This week on Bootsnall we’re talking about destinations in Central and Eastern Europe, and how travel doesn’t have to be separated from other life goals. Living abroad or traveling round-the-world on a Gap Year or a Remote Year offer a chance to move forward with your education and career goals without giving up your wanderlust. Jean Ciolli explains some ways to take your work on the road with Digital Nomad Services (use your free time to see the world, not source good wifi in each destination) and Jenn Miller explains why Gap Years are good for students, and how to make the most of them. James Pham expresses his abiding love for Istanbul and why we should love it, too, and finally Jenn Molholt gives her best practical advice and destination tips for Central Europe.

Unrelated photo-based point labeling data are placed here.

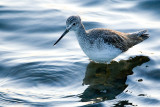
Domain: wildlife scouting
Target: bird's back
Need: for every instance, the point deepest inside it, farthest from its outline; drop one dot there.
(118, 39)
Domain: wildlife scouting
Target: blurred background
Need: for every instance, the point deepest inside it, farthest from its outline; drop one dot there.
(33, 73)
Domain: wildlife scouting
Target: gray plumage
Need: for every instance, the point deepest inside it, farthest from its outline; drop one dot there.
(100, 44)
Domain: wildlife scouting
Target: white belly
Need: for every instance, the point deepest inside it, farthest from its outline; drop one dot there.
(101, 53)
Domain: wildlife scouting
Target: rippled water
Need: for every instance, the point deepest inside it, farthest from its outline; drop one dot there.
(34, 73)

Read on to catch up on what you missed!
Want to know more about the Digital Nomad services that seem to be popping up around the globe? Jean Ciolli fills us in on what’s out there already and what’s coming soon.
“Do you dream of seeing the world without quitting your job? You’re not alone. Today there are jobs you can do anywhere from Zanzibar to Zurich, from Buenos Aires to Borneo. All you need is a computer and an internet connection (and your passport). International and round-the-world travel has never been more accessible to more people than it is today. ”
In this love letter to the Turkish metropolis, James Pham highlights a few of the reasons why Istanbul should still be at the top of your bucket list.
“I love that some squares pipe classical music while a block away, European techno blares. I love that being with you is like walking in a fairy-tale land where graceful domed mosques with soaring minarets and half domes vie for their piece of the sky. I love how big things come in packages big and small here. There’s Hagia Sophia, once the greatest church in Eastern Christendom, then the chief mosque of the Ottoman Empire and finally a museum and then there are the smaller “big” things like the tucked away Rustem Pasha Mosque with its every-shade-of-blue tiles.”
Jenn Miller discusses why students (and their parents) should consider a gap year between high school and college, and not just how to make it happen, but how to make the most of this once-in-a-lifetime opportunity.
“Traditionally, Gap Years have been perceived as the domain of the privileged children of wealthy families. While statistics indicate that 18% of students taking a Gap Year come from families with an income of more than $200K a year, 19% came from families with incomes between $50-100K annually . What does that mean? That the value of a Gap Year is widely recognized across the socio-economic spectrum and even families in the lower to middle income brackets are investing in the experience for the educational benefit of their students.”
Jenn Molholt shows us the ropes on a trip around Central Europe: from where to go to how to get there safe and sound, Jenn’s got all the information we need.
“In Poland, Hungary, and the Czech Republic, you’re required to present identification (your passport) when requested by law enforcement. Always keep your passport and money tucked underneath your clothing, preferably on your front side. Avoid putting away valuables in public places where pickpockets may be watching. I’ve had friends get pickpocketed after carefully putting their wallets in the very bottom of their backpack while standing in a metro station. Keep a copy of your passport information page and a copy of your credit cards somewhere safe and away from your passport – tucked into the lining of your luggage, for example. This will help you replace your passport and cancel your credit cards if they’re lost or stolen.”